Ook ander beleid (van gemeente en provincie) kan van belang zijn. Zoals bijvoorbeeld het groenbeleid dat ingaat op de groene of landschappelijke inpassing.

Bevoegd gezag toelaten hoogspanningsverbindingen

Voor het toelaten op een locatie van hoogspanningsverbindingen van 220 kV of hoger is het Rijk bevoegd gezag. Dit is geregeld in artikel 20a Elektriciteitswet 1998. Het Rijk gebruikt hiervoor een projectbesluit.

Voor verbindingen van 110 kV en 150 kV waarbij sprake is van provinciaal belang kan de provincie via een projectbesluit een hoogspanningsverbinding op een locatie toelaten.

Voor het toelaten van hoogspanningsverbindingen van 110 kV en 150 kV is de gemeente het bevoegd gezag.
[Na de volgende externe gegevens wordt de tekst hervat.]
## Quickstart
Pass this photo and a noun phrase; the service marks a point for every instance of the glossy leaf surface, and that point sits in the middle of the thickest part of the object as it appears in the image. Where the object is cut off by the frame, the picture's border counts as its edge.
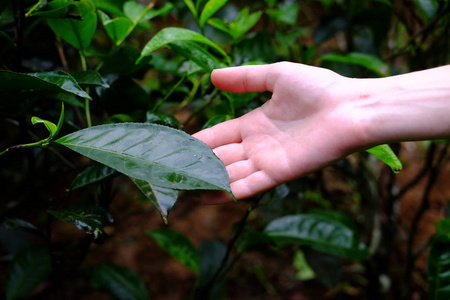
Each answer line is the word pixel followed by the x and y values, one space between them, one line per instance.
pixel 174 34
pixel 92 174
pixel 77 32
pixel 211 7
pixel 28 269
pixel 368 61
pixel 90 219
pixel 320 232
pixel 386 155
pixel 179 246
pixel 164 156
pixel 57 81
pixel 120 282
pixel 162 198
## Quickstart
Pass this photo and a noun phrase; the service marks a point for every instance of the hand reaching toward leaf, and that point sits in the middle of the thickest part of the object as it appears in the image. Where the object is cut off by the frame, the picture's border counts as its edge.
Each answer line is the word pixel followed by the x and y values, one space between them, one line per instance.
pixel 316 117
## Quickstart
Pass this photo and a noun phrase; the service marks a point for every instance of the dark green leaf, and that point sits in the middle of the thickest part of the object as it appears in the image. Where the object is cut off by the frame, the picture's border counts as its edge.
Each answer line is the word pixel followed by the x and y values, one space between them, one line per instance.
pixel 386 155
pixel 175 34
pixel 211 7
pixel 29 268
pixel 120 282
pixel 197 54
pixel 319 232
pixel 92 174
pixel 368 61
pixel 78 33
pixel 179 246
pixel 162 198
pixel 90 219
pixel 53 81
pixel 164 156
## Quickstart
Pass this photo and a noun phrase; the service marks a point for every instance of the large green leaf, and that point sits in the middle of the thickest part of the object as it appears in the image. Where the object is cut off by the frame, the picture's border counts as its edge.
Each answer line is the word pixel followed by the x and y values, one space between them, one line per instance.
pixel 175 34
pixel 90 219
pixel 368 61
pixel 321 232
pixel 92 174
pixel 57 81
pixel 386 155
pixel 28 268
pixel 164 156
pixel 119 282
pixel 76 32
pixel 439 263
pixel 211 7
pixel 197 54
pixel 162 198
pixel 179 246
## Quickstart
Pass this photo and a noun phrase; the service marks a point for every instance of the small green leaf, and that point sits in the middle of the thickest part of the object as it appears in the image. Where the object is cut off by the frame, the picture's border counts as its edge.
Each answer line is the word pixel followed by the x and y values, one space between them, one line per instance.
pixel 175 34
pixel 27 270
pixel 179 246
pixel 90 219
pixel 57 81
pixel 162 198
pixel 368 61
pixel 320 232
pixel 386 155
pixel 51 127
pixel 164 156
pixel 211 7
pixel 78 33
pixel 92 174
pixel 119 282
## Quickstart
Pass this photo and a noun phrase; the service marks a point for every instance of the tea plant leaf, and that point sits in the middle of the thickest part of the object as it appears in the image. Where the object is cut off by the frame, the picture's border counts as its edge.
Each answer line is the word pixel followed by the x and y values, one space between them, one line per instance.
pixel 90 78
pixel 179 246
pixel 439 263
pixel 78 33
pixel 92 174
pixel 386 155
pixel 164 156
pixel 211 7
pixel 57 81
pixel 90 219
pixel 319 232
pixel 368 61
pixel 174 34
pixel 197 54
pixel 162 198
pixel 119 282
pixel 27 270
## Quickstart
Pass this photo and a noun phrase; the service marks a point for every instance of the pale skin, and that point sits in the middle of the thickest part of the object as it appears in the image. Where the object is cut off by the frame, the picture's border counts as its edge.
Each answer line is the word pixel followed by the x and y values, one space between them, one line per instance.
pixel 316 117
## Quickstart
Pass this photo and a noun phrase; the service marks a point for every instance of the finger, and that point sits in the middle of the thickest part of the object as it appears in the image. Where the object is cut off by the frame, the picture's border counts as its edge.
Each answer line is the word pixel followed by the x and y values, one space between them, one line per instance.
pixel 255 183
pixel 221 134
pixel 244 79
pixel 241 169
pixel 231 153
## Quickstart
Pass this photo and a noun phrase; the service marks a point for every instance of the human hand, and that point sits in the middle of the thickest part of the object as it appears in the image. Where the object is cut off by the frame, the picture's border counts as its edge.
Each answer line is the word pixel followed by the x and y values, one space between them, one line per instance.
pixel 305 126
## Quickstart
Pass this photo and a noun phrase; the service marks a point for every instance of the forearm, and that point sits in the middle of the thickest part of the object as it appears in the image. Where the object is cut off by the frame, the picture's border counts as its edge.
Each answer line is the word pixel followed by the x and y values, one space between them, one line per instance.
pixel 414 106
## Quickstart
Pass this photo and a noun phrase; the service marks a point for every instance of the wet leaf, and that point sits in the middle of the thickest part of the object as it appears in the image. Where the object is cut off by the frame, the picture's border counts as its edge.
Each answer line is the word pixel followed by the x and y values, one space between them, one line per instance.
pixel 90 219
pixel 320 232
pixel 386 155
pixel 92 174
pixel 164 156
pixel 211 7
pixel 29 267
pixel 57 81
pixel 179 246
pixel 175 34
pixel 162 198
pixel 120 282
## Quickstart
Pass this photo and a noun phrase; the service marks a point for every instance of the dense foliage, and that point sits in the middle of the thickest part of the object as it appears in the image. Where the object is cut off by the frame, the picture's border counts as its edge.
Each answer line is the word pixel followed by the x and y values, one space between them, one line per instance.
pixel 97 100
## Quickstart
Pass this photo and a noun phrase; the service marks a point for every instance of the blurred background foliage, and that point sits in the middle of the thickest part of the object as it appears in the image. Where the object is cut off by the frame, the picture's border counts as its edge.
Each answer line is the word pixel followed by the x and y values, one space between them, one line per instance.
pixel 75 230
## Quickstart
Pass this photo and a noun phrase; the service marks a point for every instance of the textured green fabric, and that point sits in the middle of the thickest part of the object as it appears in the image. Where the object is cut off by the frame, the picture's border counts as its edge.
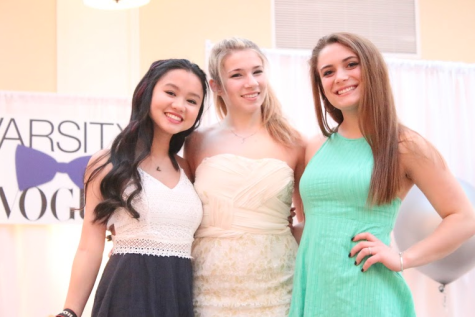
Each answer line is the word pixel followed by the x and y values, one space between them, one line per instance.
pixel 334 189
De gemeente gebruikt hiervoor het omgevingsplan of de buitenplanse omgevingsvergunning.

Instrumenten toelaten hoogspanningsverbindingen

De realisatie of aanpassing van een hoogspanningsverbinding past meestal niet in het omgevingsplan. Het Rijk, de provincie of gemeente kunnen deze verbinding via een projectbesluit of omgevingsplan mogelijk maken. Hierbij hoort een motivering, waaruit blijkt dat er sprake is van een evenwichtige toedeling van functies.
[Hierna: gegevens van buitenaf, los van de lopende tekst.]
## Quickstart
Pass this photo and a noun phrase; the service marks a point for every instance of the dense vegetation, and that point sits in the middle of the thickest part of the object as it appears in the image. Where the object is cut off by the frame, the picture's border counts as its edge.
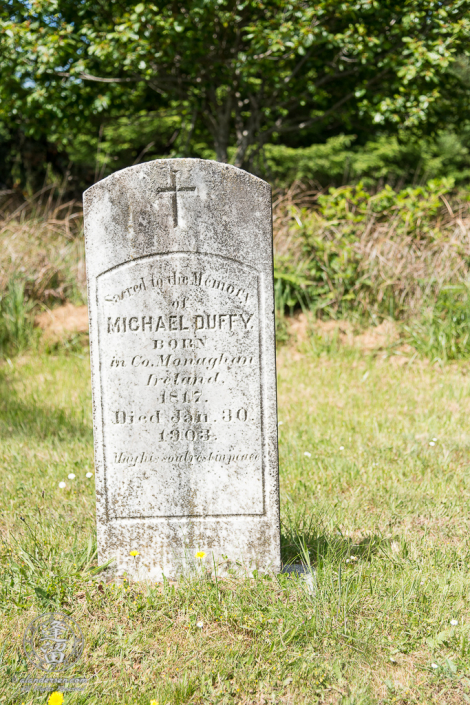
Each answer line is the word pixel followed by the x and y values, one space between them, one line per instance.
pixel 87 87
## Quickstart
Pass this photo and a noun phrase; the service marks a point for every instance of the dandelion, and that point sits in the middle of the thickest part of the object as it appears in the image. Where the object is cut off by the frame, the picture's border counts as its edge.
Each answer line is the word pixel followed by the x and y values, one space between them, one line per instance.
pixel 55 698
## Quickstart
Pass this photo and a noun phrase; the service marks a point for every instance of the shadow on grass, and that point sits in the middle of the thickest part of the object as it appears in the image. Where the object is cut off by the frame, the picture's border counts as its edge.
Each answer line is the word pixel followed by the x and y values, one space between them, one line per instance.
pixel 26 417
pixel 303 534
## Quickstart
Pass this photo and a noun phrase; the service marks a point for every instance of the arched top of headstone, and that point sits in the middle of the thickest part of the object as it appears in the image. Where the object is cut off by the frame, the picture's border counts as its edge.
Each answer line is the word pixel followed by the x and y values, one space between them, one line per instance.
pixel 170 205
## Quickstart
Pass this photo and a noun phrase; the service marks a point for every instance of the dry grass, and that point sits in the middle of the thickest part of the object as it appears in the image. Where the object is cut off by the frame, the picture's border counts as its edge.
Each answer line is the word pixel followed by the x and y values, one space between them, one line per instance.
pixel 414 262
pixel 41 244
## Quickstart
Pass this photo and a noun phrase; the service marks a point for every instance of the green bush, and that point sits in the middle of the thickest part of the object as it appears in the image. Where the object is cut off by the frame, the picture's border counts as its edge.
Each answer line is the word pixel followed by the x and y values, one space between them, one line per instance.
pixel 362 253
Milieueffectrapportage (mer)

Bij het toelaten van hoogspanningsverbinding in een omgevingsplan geldt minimaal een mer-beoordelingsplicht. De plicht om te beoordelen of een milieueffectrapport (MER) nodig is, geldt voor de aanleg, wijziging of uitbreiding van een hoogspanningsverbinding. Dit blijkt uit bijlage V, onderdeel J8, kolom 3 en 4, Omgevingsbesluit.

Gevallen waarin een MER moet worden gemaakt

In sommige situaties moet een MER gemaakt worden. Dit is het geval bij het toelaten in een omgevingsplan of via een projectbesluit van een hoogspanningsverbinding met:

  1. een spanning van 220 kV of meer én
  2. een lengte van meer dan 15 km

Dit blijkt uit bijlage V, onderdeel J8, kolom 2 en 4, Omgevingsbesluit

Natura 2000-gebieden

Ook moet het bevoegd gezag (dat kan bij een hoogspanningsverbinding het Rijk, de provincie of de gemeente zijn) een plan-mer(beoordeling) doen als er een passende beoordeling in het kader van natuurbescherming nodig is. Dit is het geval als niet uitgesloten is dat de activiteit een significant negatief effect heeft op een Natura 2000-gebied.

Meer informatie vindt u op de pagina Milieueffectrapportage.

Projectbesluit

Via het projectbesluit kunnen Rijk en provincies hoogspanningsverbindingen mogelijk maken. Dit projectbesluit vervangt een deel van de regels van het omgevingsplan, specifiek gericht op het toelaten van de hoogspanningsverbinding. De inpassing van de hoogspanningsverbinding moet daarbij zorgvuldig plaatsvinden, zodat er een evenwichtige toedeling van functies ontstaat.

Op het hogere schaalniveau (landelijk of regionaal) gaat het om de vraag of het tracé op de juiste plek ligt. Bij de inpassing is het volgende van belang:

  • Niet te dicht langs woningbouw (voor zover mogelijk).
  • Het landschap blijft zoveel mogelijk intact; de ruimte naast en onder een verbinding blijft groen.
  • Waar mogelijk bundeling met al bestaande infrastructuur, zoals wegen, spoorlijnen en andere hoogspanningsverbindingen.

Omgevingsplan

Bij het toelaten van een hoogspanningsverbinding gaat het om het vastleggen van het tracé. Hierbij zorgt de gemeente in ieder geval voor een vertaling van de instructieregels uit het Bkl. Daarnaast gaat het vooral om bouwregels over de locatie en hoogte van de masten.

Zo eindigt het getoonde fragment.